El Señor ha querido que la comunión conyugal, constituida mediante el compromiso y la donación recíproca del marido y la mujer, sea como la tierra fértil y bendecida para recibir de Dios la semilla del hijo. “El hijo es el don más precioso del matrimonio, de la familia y de la entera sociedad” (Catecismo de la Iglesia Católica, n. 2378). De esta forma, los esposos -y, después, el resto de los miembros de la sociedad- adquieren la conciencia de su identidad y vocación en la lógica del don personal recibido y ofrecido.

El hijo que nace reclama una bienvenida de asombro y gratitud: suscita en los padres la responsabilidad y la misión de ayudarle a desarrollar el potencial de su humanidad. “La familia es el ámbito no sólo de la generación sino de la acogida de la vida que llega como regalo de Dios. Cada nueva vida nos permite descubrir la dimensión más gratuita del amor, que jamás deja de sorprendernos. Es la belleza de ser amados antes: los hijos son amados antes de que lleguen” (La alegría del amor, n. 166).

Sueño de Dios

En efecto, Dios “nos amó primero” (1 Jn 4,19), con generosidad desbordante.

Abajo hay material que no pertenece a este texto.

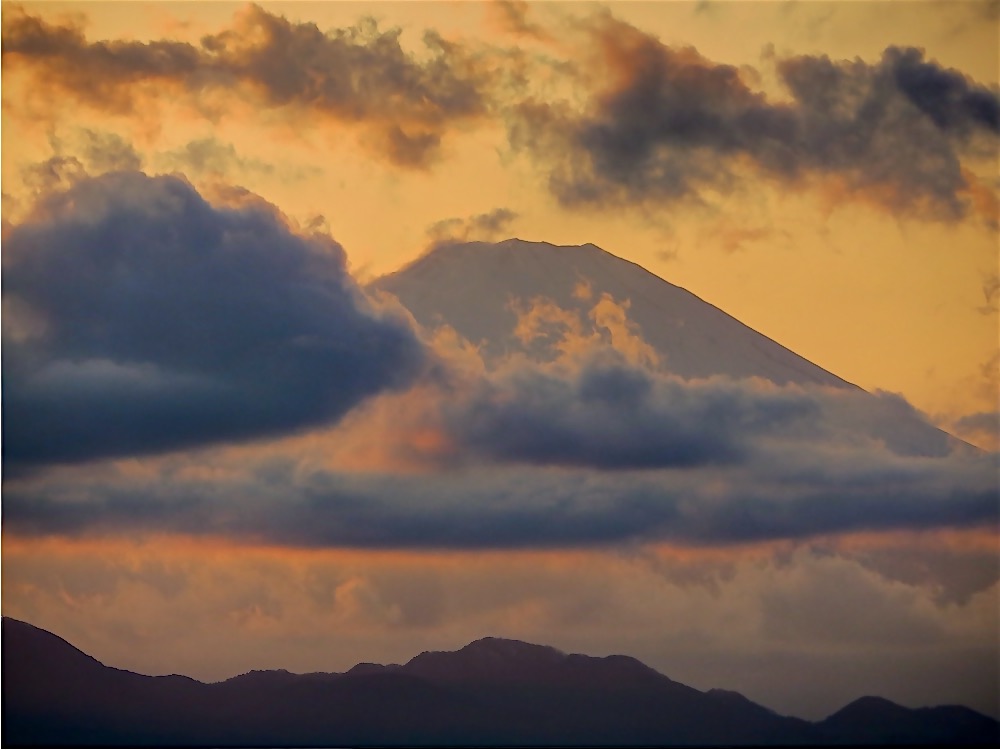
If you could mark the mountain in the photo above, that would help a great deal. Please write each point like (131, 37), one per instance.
(486, 291)
(492, 692)
(476, 287)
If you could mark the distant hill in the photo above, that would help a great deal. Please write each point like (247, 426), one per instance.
(493, 692)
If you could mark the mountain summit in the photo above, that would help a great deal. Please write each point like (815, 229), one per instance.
(483, 290)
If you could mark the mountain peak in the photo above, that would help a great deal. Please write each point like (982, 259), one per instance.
(483, 290)
(507, 648)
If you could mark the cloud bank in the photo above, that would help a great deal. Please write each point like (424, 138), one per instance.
(140, 318)
(646, 124)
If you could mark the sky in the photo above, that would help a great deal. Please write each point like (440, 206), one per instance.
(222, 453)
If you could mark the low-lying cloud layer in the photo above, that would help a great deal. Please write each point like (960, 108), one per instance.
(140, 318)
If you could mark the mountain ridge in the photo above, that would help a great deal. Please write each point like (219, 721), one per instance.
(535, 270)
(554, 699)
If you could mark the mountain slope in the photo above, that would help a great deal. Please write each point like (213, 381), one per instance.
(493, 692)
(489, 292)
(475, 286)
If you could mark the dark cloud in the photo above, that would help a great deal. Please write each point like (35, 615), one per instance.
(140, 318)
(537, 457)
(615, 416)
(670, 125)
(359, 75)
(213, 157)
(522, 506)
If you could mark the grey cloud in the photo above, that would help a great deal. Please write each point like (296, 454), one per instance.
(358, 75)
(616, 416)
(159, 321)
(212, 156)
(799, 491)
(671, 125)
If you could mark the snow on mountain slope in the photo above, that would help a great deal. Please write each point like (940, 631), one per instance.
(478, 287)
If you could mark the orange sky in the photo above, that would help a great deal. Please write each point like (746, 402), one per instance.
(886, 301)
(203, 558)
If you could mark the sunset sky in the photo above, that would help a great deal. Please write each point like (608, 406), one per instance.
(193, 484)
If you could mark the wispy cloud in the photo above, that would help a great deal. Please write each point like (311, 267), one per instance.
(669, 125)
(358, 75)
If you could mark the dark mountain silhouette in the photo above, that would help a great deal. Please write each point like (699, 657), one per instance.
(493, 692)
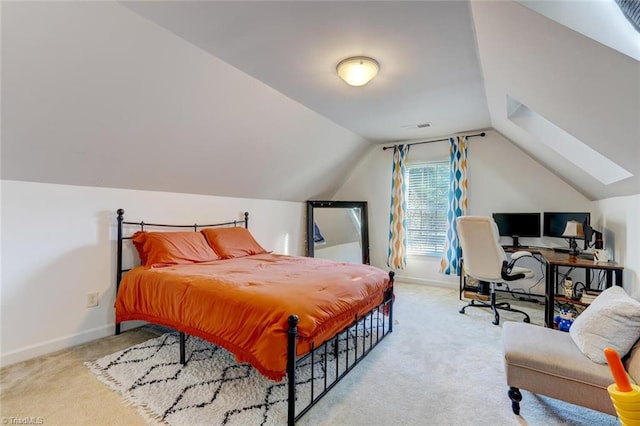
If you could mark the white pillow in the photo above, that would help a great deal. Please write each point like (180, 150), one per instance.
(612, 319)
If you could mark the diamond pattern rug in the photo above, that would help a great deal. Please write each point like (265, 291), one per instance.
(212, 388)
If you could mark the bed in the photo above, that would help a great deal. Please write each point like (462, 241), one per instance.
(272, 311)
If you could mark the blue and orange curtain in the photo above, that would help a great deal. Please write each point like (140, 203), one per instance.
(458, 184)
(397, 256)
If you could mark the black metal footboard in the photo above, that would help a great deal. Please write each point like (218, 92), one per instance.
(332, 360)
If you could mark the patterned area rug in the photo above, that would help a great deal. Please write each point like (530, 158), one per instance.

Además, ha establecido a lo largo de la historia de la salvación una alianza de amor fiel y misericordioso con su pueblo elegido.

Los padres están llamados a entrar en esta orientación fundamental de querer al hijo desde el comienzo, desinteresadamente, colaborando así a que todos descubran y respeten la dignidad personal de todos. De este modo, cooperan a la realización del sueño de Dios para la gran familia humana: llamar a la vida plena de amor eterno a una muchedumbre de hijos.

En definitiva, cada recién nacido podrá enriquecer a los demás con su aportación propia. Realmente, los hijos traen al mundo novedad, futuro y alegría.